Formal betrachtet, geht es bei den Abstimmungsvorlagen um Pestizide und um fossile Brenn- und Treibstoffe. Doch bei vertieftem Blick ins politische Kräftespiel steuern und finanzieren hinter den Kulissen grosse, in die Defensive geratene multinationale Konzerne den Abstimmungskampf. Diese Abstimmungskampagne ist eine Art Krieg der Stellvertreter.
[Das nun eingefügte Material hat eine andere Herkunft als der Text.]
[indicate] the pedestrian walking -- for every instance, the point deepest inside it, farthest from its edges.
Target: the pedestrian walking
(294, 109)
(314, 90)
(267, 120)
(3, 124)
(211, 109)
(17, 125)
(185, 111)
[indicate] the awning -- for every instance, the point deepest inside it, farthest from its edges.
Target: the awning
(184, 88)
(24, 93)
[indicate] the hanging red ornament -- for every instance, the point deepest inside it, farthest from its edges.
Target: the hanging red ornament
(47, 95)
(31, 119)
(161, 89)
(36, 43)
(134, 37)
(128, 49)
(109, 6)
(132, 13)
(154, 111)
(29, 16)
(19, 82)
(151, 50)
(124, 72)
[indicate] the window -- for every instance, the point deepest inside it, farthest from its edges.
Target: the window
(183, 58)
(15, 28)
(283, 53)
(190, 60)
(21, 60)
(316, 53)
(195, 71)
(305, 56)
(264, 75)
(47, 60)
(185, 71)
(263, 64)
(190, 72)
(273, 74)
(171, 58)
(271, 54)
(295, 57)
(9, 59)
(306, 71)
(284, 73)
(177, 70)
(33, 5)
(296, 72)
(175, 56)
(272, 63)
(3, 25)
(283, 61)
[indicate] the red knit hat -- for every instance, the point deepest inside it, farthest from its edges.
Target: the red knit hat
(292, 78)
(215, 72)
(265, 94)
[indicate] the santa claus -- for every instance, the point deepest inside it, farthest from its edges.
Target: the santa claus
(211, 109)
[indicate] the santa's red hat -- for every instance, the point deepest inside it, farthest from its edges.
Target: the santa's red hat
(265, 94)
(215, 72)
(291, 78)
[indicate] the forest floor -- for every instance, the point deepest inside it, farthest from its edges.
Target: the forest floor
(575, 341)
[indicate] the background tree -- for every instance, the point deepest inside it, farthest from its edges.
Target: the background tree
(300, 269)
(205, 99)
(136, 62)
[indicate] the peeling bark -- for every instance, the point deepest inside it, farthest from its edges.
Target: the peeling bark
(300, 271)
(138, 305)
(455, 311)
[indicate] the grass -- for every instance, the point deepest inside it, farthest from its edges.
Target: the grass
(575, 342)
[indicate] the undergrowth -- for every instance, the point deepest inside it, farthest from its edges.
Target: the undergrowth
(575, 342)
Direkt interessierte Konzerne finanzieren die Kampagnen. Ihre Werbeagenturen setzen auf die kleinen Kantone mit dem Ziel: Ablehnung auf dem Land und beim Ständemehr. Dieses taktische „Erfolgsmodell“ aus der Konzernverantwortungsinitiative verändert, wenn es Schule macht, unsere Abstimmungsdemokratie fundamental.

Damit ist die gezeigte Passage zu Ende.